Friday, March 8, 2013

Rules & Rituals



I'm not a big rules person. Oh, I believe in the Golden Rule and all that other good stuff I learned and have been (trying to) faithfully practice since Kindergarten. But when it comes to writing and life, there is no one size fits all rule book. So my advice to clients and students: forget every rule all those well meaning teachers, friends and self-help articles gave you.

Here's a sampling of some of my favorite iron-clad concepts that I've buried in wisdom's backyard: you have to write every day; never read anything while you're immersed in a project; read every single thing you can put your eyes on, only write what you know; never write from the opposite gender's p.o.v; never write in the present tense; set the scene with explicit physical descriptions; limit physical descriptions; never use adverbs!

The rules are endless. And some make sense for some people some of the time. But none of them work for everyone all the time. And since most of my clients and students are folks who have little writing experience, haven't written in a quite some time or are battling artistic blocks, handing them a list of restrictive rules seems counter-intuitive. What I try to do instead is provide prompts and offer suggestions. I encourage people to try different approaches. Play, experiment, see what fits, what works for you.

While I eschew rules, I am a believer in rituals. Not that there's a rule about it, of course, but I find developing rituals--and for me I often change them to ensure their freshness and effectiveness--help me fall into a positive, creative groove.

When I'm in a writing funk ( yeah even coaches and teachers get stuck), I will fall back on some of the practices I embraced years ago following Julia Cameron's principles in "The Artist's Way." The biggest among them: the dreaded "Morning Pages." When I first started that program, I found it difficult--no--excruciating to have to scribble three long hand stream-of-consciousness pages every single morning. For one thing--despite a checkered radio career that included hosting not one, but two morning drive shows, I am not, by nature, a morning kind of gal. I also found that rather than producing anything resembling Virginia Woolf's famed style, the pages had an early laundry list quality with a disgruntled overtone.

But after a week or so, I got into a groove and the writing started to contain glimmers of meaning and inspiration. Not that I follow this practice religiously. I go through journal writing jags; and when I do it it's usually at night. That works for me. If you're like some of my students who just can't cope with morning pages in the morning, try them at night. See if that works.

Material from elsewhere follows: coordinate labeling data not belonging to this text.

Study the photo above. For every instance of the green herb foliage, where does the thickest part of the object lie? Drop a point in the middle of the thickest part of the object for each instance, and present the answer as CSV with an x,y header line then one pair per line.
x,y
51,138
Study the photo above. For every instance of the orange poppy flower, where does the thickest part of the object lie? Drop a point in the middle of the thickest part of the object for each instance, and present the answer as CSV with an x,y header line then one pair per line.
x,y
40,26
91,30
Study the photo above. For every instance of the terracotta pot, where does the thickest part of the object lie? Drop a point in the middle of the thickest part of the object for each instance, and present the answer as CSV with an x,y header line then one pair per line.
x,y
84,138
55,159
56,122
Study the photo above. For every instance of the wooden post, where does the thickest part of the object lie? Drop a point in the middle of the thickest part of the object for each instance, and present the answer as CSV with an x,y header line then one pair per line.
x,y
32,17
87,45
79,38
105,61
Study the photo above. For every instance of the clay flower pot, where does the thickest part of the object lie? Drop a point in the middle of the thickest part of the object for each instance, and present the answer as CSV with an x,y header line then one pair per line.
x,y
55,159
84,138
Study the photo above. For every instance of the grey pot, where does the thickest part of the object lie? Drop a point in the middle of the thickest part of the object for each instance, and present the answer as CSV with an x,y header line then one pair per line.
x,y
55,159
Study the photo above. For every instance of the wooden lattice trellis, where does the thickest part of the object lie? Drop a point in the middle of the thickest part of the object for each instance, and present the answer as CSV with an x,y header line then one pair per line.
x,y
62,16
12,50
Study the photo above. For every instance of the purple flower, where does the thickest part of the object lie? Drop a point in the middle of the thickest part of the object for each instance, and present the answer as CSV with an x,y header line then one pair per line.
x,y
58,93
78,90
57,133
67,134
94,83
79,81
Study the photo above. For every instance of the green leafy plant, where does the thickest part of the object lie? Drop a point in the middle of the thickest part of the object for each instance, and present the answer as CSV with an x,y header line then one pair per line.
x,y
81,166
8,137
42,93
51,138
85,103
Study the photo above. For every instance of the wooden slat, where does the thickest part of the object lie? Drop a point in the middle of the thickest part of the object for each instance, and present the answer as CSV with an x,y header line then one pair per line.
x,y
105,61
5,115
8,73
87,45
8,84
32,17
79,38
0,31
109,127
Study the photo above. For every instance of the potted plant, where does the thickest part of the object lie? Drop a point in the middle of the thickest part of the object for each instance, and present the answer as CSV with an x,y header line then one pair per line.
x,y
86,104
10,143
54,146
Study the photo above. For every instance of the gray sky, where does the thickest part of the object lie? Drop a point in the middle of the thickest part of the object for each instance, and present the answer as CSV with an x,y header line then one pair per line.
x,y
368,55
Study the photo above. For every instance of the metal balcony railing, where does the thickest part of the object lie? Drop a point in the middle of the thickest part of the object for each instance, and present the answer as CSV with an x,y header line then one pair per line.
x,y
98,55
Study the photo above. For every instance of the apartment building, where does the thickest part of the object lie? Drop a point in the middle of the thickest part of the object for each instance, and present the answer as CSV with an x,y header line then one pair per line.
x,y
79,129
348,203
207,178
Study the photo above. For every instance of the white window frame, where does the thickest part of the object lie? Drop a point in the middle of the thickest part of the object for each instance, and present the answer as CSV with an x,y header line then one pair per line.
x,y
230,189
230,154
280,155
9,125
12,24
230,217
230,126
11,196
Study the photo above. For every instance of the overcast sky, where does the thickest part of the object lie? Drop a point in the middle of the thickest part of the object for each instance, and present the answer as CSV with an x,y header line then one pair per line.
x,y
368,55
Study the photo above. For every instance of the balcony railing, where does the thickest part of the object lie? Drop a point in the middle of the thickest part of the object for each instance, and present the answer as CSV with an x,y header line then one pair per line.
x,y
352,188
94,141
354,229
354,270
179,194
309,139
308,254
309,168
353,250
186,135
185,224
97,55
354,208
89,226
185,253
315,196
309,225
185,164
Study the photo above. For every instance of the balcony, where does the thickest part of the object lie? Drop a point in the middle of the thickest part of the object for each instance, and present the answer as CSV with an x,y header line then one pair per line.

Music is also a big part of my writing process. I usually have the radio or a CD on while I'm writing. And often before I start, I'll listen to a particular song. The song often changes depending on the project. For a while, I'd listen to the entire disc I of Van Morrison's "Hymns to the Silence" before even tackling a single word. Somehow this musical meditation lured me into the characters' interior lives. It was a little time consuming, and it may have been a subconscious stall tactic. But for a time, it worked, so I indulged myself.

I've experimented with when and where I write, too. I wrote most of the first draft of my first novel at Starbucks in long hand. Much of the second one, too. I always write my first drafts in long hand. And since I need a Rosetta Stone to transcribe my own handwriting, I am motivated to hit the computer for the first re-write immediately if not sooner.

I've had clients who need to wear a particular sweater, write at a certain time of day, eat the same breakfast, go for a swim or walk before or after writing, surround themselves with good luck talismans, read a bible passage, open a fortune cookie. Hey, I'm from the whatever works school.

Just remember as a rule, there are no rules when it comes to rituals.